Luxury stone home with turret and cedar shake roof. Larry Malvin

In the affluent areas outside of New York City, including in New York, New Jersey, and Connecticut, a federal cap on state and local property tax deductions have would-be buyers expecting sellers to cut their prices. In Westchester County, New York, the county with the nation’s highest property taxes, bills of $35,000 to $50,000 are expected, according to Bloomberg’s Oshrat Carmiel and Jeremy Hill. The writers also reported the whole county’s median prices plunged 18% in the second quarter with houses in the $1.5 million to $3 million range as the most vulnerable.

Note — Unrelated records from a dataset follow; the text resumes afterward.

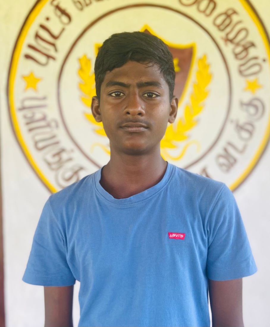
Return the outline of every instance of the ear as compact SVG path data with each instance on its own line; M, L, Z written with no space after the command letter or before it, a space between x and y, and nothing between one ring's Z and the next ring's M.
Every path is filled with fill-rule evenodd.
M176 96L174 96L171 103L171 111L168 121L169 123L172 124L175 120L178 108L178 99Z
M93 96L92 98L91 110L92 111L92 113L96 121L98 123L100 123L102 121L100 107L99 107L99 103L98 102L98 98L97 96Z

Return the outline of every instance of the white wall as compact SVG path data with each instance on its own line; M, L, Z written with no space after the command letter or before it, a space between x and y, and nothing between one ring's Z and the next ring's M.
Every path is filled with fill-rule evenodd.
M270 32L268 1L260 0L253 1L253 4ZM34 2L32 0L0 1L1 157L8 327L37 327L44 324L43 288L25 284L21 279L39 215L50 193L36 178L15 139L6 109L5 84L14 40L25 15ZM256 274L244 280L244 312L246 327L270 326L269 167L268 146L254 170L234 192L258 269ZM76 299L78 286L75 287L75 326L77 325L79 314Z

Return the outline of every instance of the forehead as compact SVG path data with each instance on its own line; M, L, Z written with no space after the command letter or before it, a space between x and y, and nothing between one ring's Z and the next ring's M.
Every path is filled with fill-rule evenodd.
M121 67L108 72L101 85L102 88L102 87L104 88L108 82L112 81L128 84L139 81L156 81L162 88L168 87L157 65L131 61L128 61Z

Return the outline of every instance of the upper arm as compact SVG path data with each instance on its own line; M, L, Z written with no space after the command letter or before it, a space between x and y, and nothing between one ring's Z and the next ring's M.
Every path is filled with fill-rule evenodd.
M72 327L73 285L44 287L45 327Z
M213 327L242 327L242 279L208 280Z

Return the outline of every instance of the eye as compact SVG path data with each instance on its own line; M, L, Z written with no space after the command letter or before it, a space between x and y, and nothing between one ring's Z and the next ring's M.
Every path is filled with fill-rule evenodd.
M153 93L152 92L148 92L147 93L145 93L143 95L143 96L147 98L156 98L158 96L157 95L155 94L155 93Z
M120 92L120 91L115 91L114 92L110 93L110 95L112 95L112 96L118 97L119 96L122 96L125 95L123 92Z

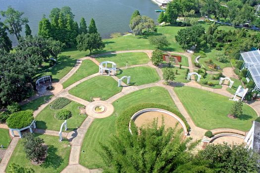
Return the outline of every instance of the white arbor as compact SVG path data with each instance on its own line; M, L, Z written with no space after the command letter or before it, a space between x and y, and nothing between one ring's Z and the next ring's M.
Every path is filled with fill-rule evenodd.
M62 140L62 129L63 128L64 126L65 126L65 130L66 130L67 129L67 120L65 120L65 121L61 124L61 126L60 126L60 129L59 130L59 132L58 132L60 141Z
M107 64L110 64L112 65L112 67L108 67ZM110 72L113 72L113 75L114 75L115 72L116 71L116 64L112 61L104 61L100 64L99 65L100 69L99 72L101 73L102 75L103 75L103 71L104 70L107 70L108 71L108 76L110 76Z
M228 81L229 81L229 86L228 86L228 87L232 87L232 86L233 86L233 84L234 84L234 81L232 81L230 79L230 78L220 78L220 79L219 79L219 84L221 85L222 84L222 82L224 80L228 80Z
M197 72L189 73L188 74L188 77L187 78L187 79L189 80L191 79L191 75L197 75L198 76L198 80L197 80L197 81L200 82L200 80L201 80L202 76L201 75L199 74Z
M130 83L130 80L131 79L131 76L123 76L122 78L121 78L120 79L118 80L118 86L119 87L121 86L121 82L122 82L122 80L127 78L127 84L129 84Z

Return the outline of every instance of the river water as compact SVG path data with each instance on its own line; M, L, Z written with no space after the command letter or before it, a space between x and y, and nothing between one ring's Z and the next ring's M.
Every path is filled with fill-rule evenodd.
M78 22L84 17L88 25L91 18L94 18L103 38L108 38L112 33L129 31L129 20L134 10L138 9L142 15L156 21L158 14L155 9L159 8L151 0L0 0L0 10L5 10L9 5L24 12L33 35L38 33L39 22L44 14L49 16L53 8L68 6ZM10 38L15 44L14 38Z

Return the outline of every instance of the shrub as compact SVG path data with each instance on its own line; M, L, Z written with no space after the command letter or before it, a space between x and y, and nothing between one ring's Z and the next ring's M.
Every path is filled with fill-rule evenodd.
M120 113L116 122L116 128L117 129L117 131L119 132L121 131L122 132L125 132L125 130L128 131L129 120L133 115L140 110L150 108L164 109L173 113L178 116L184 122L188 131L190 130L190 126L184 117L175 109L172 109L169 106L160 104L142 103L134 105L125 110L123 112ZM130 134L130 132L129 132L129 134Z
M236 66L236 67L238 69L241 69L243 63L244 63L244 62L242 60L237 61L237 65Z
M51 108L53 109L60 109L71 102L64 97L59 97L55 100L51 105Z
M15 102L11 104L10 105L8 105L7 108L8 111L11 114L12 114L13 113L17 112L20 111L21 107L18 103Z
M26 157L38 163L43 161L47 152L44 140L33 133L25 133L23 137L22 142Z
M243 83L245 85L247 85L247 79L245 78L243 78L242 79L242 81Z
M9 117L9 114L6 112L0 112L0 124L5 123Z
M208 82L208 85L210 86L215 86L215 84L211 82Z
M240 72L240 76L241 77L241 78L246 78L247 77L247 72L248 71L246 69L241 70L241 72Z
M59 110L55 114L55 118L60 120L67 120L71 117L71 112L66 109Z
M9 128L22 129L30 125L33 120L32 112L22 111L10 115L6 123Z
M205 132L205 134L204 134L205 136L206 136L208 137L213 137L213 134L212 133L211 131L207 131Z
M255 121L256 121L257 122L260 123L260 117L259 117L257 118L257 119L256 119L256 120L255 120Z
M207 85L208 84L208 81L206 79L202 79L200 81L201 84L203 85Z

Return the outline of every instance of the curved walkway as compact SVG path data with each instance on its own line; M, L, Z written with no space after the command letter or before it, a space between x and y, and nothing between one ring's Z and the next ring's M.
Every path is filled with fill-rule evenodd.
M76 63L75 66L73 68L72 68L71 71L67 75L66 75L62 79L61 79L59 81L59 83L61 84L62 83L64 82L66 80L67 80L68 79L71 77L73 75L73 74L74 73L75 73L75 72L78 69L78 68L80 66L82 62L82 61L83 60L90 59L93 61L96 64L99 64L99 63L97 61L96 59L95 59L96 57L98 57L98 56L104 55L107 55L107 54L123 53L127 53L127 52L145 52L147 53L149 57L151 59L153 50L134 50L119 51L106 52L106 53L102 53L102 54L100 54L98 55L95 55L92 56L88 56L88 57L85 57L80 58L77 60L77 63ZM180 55L184 55L187 57L188 59L189 66L189 67L188 67L187 68L189 68L190 69L190 70L191 72L193 72L194 71L194 67L193 67L193 65L192 62L192 54L187 53L187 52L180 53L180 52L168 52L168 53L180 54ZM191 130L189 132L189 135L190 135L190 136L193 137L193 140L202 139L204 135L204 133L207 131L207 130L196 126L194 122L192 121L189 115L188 114L187 111L186 111L186 110L183 106L182 103L181 103L179 98L178 97L178 96L175 93L174 91L173 90L173 87L171 86L165 86L162 84L162 83L163 83L162 78L162 78L162 72L161 71L161 69L153 65L152 64L152 62L151 61L150 61L147 64L135 65L133 66L130 66L129 67L138 67L138 66L149 66L152 68L155 68L158 74L159 75L159 76L160 77L160 80L156 83L143 85L140 86L129 86L127 87L123 87L123 89L120 92L116 94L116 95L113 95L111 97L108 98L105 101L107 102L107 103L108 104L111 104L113 102L118 99L118 98L120 98L121 97L126 94L128 94L130 93L131 93L132 92L139 90L139 89L146 88L148 88L150 87L156 86L164 87L167 89L170 95L171 96L171 98L174 101L179 111L184 116L187 121L188 122L188 123L190 125ZM124 69L124 68L122 67L121 69ZM41 111L42 111L44 108L47 106L47 105L50 102L51 102L52 101L53 101L54 100L55 100L55 99L59 97L67 97L71 100L79 102L85 106L87 106L87 105L90 104L89 102L86 100L83 100L81 98L78 98L77 97L76 97L74 95L70 94L68 93L68 91L69 89L71 89L72 87L75 86L76 86L80 84L81 83L84 81L85 81L87 80L89 80L90 79L91 79L92 78L94 78L98 75L100 75L100 74L98 73L94 74L92 75L88 76L73 84L71 86L68 86L65 89L62 89L60 92L55 94L54 96L52 97L51 100L48 101L48 102L45 103L45 104L41 105L41 106L39 107L37 111L34 111L34 117L37 116L37 115ZM118 81L118 78L117 78L117 77L116 77L116 76L111 76L113 77L114 79L115 79L116 81ZM213 89L213 88L211 88L208 87L203 86L194 81L191 81L191 82L189 82L188 83L184 84L184 86L186 86L200 88L202 89L205 89L205 90L207 90L208 91L210 91L213 92L215 92L218 94L220 94L227 96L228 97L231 97L233 96L232 94L230 94L229 92L227 92L227 91L224 90L223 88ZM260 106L259 106L260 105L260 102L256 102L251 103L249 104L249 105L253 107L255 109L255 110L257 111L259 116L259 115L260 115ZM89 128L89 127L90 126L90 125L91 125L93 121L95 120L95 117L93 117L89 115L88 117L83 122L83 123L82 123L82 124L81 125L81 126L79 129L77 129L75 130L72 131L69 133L65 133L65 132L63 133L63 135L64 137L66 137L69 139L69 140L70 141L70 143L71 144L71 149L70 151L70 154L69 156L68 165L62 171L62 173L71 173L71 172L73 172L73 173L83 173L83 172L84 173L98 173L98 172L101 172L101 171L98 169L89 170L79 164L79 157L80 155L81 147L81 145L82 145L84 136L86 133L87 132L88 128ZM222 129L222 130L223 130L223 129ZM233 130L229 129L229 130L231 130L232 132ZM234 131L233 132L235 132L236 131L237 132L237 130L234 130L233 131ZM44 134L49 134L49 135L57 135L57 133L58 133L58 131L52 131L52 130L39 130L39 129L37 130L37 132L40 132L40 133L42 133ZM5 154L4 155L4 157L3 158L2 162L0 164L0 170L5 170L6 166L7 165L7 164L8 164L8 161L9 161L11 157L11 153L12 153L13 150L14 149L14 148L16 146L16 144L17 144L17 142L18 142L18 139L16 138L16 139L14 139L14 140L13 140L14 139L13 139L13 140L12 140L12 142L9 145L9 146L8 147L8 149L6 150L8 150L8 153L9 154ZM3 161L4 162L3 162ZM1 173L0 171L0 173Z

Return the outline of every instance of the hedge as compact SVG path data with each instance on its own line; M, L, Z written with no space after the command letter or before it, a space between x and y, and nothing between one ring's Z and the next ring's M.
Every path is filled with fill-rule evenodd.
M51 104L51 108L52 109L60 109L68 104L70 103L71 100L64 97L59 97L55 100Z
M175 114L184 122L188 131L190 130L190 126L184 117L175 109L160 104L142 103L133 106L125 110L119 115L116 122L116 128L117 131L125 132L125 130L128 131L128 126L131 117L137 112L144 109L151 108L164 109Z
M31 111L22 111L10 115L6 123L9 128L22 129L30 125L33 120Z
M54 116L58 120L67 120L71 117L71 112L66 109L61 109L57 112Z

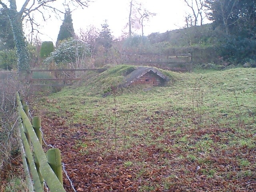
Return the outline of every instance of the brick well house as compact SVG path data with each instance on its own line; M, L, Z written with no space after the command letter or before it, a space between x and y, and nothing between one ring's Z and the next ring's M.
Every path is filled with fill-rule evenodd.
M167 76L155 68L139 67L127 76L124 86L140 84L162 86L168 81Z

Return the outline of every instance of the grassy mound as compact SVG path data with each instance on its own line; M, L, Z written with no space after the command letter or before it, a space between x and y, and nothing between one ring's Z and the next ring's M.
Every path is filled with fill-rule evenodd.
M116 66L41 99L46 140L60 148L75 186L254 191L256 69L162 71L171 79L166 87L102 97L134 67Z

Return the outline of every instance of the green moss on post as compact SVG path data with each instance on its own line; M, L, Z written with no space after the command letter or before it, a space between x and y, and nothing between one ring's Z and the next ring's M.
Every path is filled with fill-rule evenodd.
M23 105L22 106L22 108L23 108L23 110L26 113L27 116L28 117L29 113L29 108L28 107L28 106L27 105ZM24 125L23 126L24 127L24 132L25 132L25 134L26 135L26 136L27 138L27 140L28 140L28 144L30 145L31 144L31 140L30 139L30 137L29 136L29 134L28 134L28 130L26 127L26 125Z
M26 114L27 114L27 116L28 116L28 117L29 116L29 107L28 107L28 105L23 105L23 110L24 110L24 111L26 113Z
M32 126L36 132L39 142L42 145L42 132L40 130L41 128L41 118L40 117L35 116L32 118Z
M60 182L63 184L60 151L57 148L50 149L46 152L48 163Z
M41 118L38 116L35 116L32 118L32 126L34 128L36 136L37 136L39 142L42 145L42 132L40 130L40 128L41 127ZM37 157L35 155L35 164L36 164L36 170L37 170L37 173L38 174L39 177L39 179L40 179L40 182L41 182L41 184L42 187L44 188L44 178L41 174L40 172L40 165L39 162L37 159Z

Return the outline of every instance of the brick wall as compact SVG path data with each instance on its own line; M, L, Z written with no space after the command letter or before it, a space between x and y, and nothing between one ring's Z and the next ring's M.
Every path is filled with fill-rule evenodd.
M162 82L162 78L151 72L146 73L137 80L133 82L132 85L139 84L148 84L152 86L157 86Z

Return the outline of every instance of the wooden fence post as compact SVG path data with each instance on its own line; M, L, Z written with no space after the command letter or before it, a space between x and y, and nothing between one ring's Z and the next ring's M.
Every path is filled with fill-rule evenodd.
M42 145L42 132L40 130L41 128L41 118L38 116L35 116L32 118L32 126L36 132L36 136L39 142Z
M40 117L38 116L33 117L32 118L32 126L42 146L42 132L40 130L40 128L41 128L41 118L40 118ZM38 157L38 158L40 158L40 157ZM38 160L38 157L36 155L35 155L35 164L36 164L37 173L39 177L41 184L42 185L42 188L44 188L44 178L40 172L40 165Z
M27 116L28 117L29 116L29 108L28 107L28 106L27 105L23 105L22 108L23 108L23 110L26 113ZM31 145L31 140L30 139L30 138L29 136L29 134L28 134L28 130L27 128L26 127L26 125L24 124L23 127L24 128L24 132L25 132L25 134L26 135L26 136L27 138L27 140L28 140L28 144L30 145Z
M57 148L49 149L46 152L48 163L63 185L62 168L60 150Z

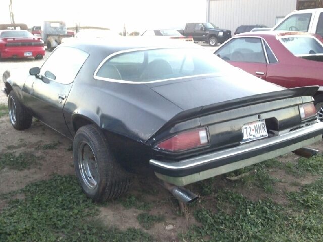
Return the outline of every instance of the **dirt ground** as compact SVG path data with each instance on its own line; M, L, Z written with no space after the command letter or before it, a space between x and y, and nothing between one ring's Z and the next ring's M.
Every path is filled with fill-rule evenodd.
M47 56L48 52L46 52ZM43 62L43 60L42 60ZM10 68L16 68L17 66L24 66L24 69L33 66L40 66L41 62L28 60L26 62L9 61L2 63L0 66L1 76L3 72ZM4 64L4 65L5 65ZM0 81L0 88L3 86L2 80ZM0 103L6 103L7 97L2 93L0 94ZM58 143L57 149L39 149L44 144ZM33 154L39 157L39 165L30 169L19 171L5 168L0 170L0 193L8 193L24 188L27 184L37 180L49 178L54 173L61 175L75 175L72 153L69 149L72 141L68 139L41 122L34 120L30 129L24 131L18 131L12 127L8 116L0 118L0 154L5 152L15 152L16 154L27 153ZM311 146L320 150L322 147L320 141ZM295 162L297 159L295 155L290 154L279 159L282 162ZM315 179L313 176L305 176L297 178L286 174L283 170L273 170L271 175L279 179L275 189L277 192L273 195L275 200L280 204L286 204L288 201L284 195L286 191L297 191L299 187L290 186L291 182L295 184L306 184ZM216 177L214 184L217 189L230 186L230 181L224 176ZM188 186L192 192L199 194L198 187L196 185ZM237 192L253 200L265 198L267 195L260 189L252 189L248 188L238 187L235 190ZM165 220L154 224L149 230L145 230L140 225L137 216L142 212L135 208L126 209L118 201L110 202L107 205L99 207L99 216L108 226L115 226L121 229L129 227L142 228L153 235L158 241L180 241L178 233L185 232L188 229L188 224L198 224L193 215L193 211L190 208L188 220L179 213L178 204L170 193L163 188L153 179L153 174L147 175L136 175L128 194L126 195L144 195L145 201L153 202L154 206L150 210L150 214L164 214ZM207 208L216 209L214 203L216 201L211 197L204 198L209 199L203 206ZM199 201L196 202L197 207L201 206ZM6 206L6 201L0 200L0 210Z

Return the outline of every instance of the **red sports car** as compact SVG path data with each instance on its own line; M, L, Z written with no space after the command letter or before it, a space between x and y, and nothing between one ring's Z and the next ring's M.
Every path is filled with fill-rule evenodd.
M41 59L44 55L45 48L41 38L26 30L0 30L0 60L27 57Z
M235 67L284 87L319 86L314 96L314 104L318 118L323 119L320 36L297 32L244 33L223 43L214 54Z

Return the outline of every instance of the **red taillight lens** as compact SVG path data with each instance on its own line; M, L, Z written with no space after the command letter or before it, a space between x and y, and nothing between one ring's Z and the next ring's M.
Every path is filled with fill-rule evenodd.
M179 134L160 143L156 147L170 151L180 151L208 144L206 129L203 128Z
M299 106L299 114L302 120L316 115L316 109L313 103L307 103Z

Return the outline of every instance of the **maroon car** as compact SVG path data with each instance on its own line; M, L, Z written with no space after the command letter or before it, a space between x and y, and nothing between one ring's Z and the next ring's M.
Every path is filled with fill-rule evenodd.
M264 31L237 34L214 52L233 66L288 88L319 86L314 96L323 119L323 39L304 32ZM252 88L246 87L246 88Z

It’s a far cry from the days of bidding wars, and only likely to get worse next year. That’s when homeowners will file their taxes for 2018 and feel, for the first time, the impact of the $10,000 limit on deductions for property and state and local taxes.

“We all think next year is going to be a tough year for real estate sales,” said Matthew Roach, a property attorney in Yorktown Heights, New York.

Westchester is a particularly brutal market for people who bought about a decade ago, when prices were peaking amid bidding wars. Prices have yet to surpass those highs despite increases in recent years, according to appraiser Miller Samuel Inc. These days, buyers fear overpaying and insist on good value, said Nancy Elsas, a broker with Houlihan Lawrence in Larchmont.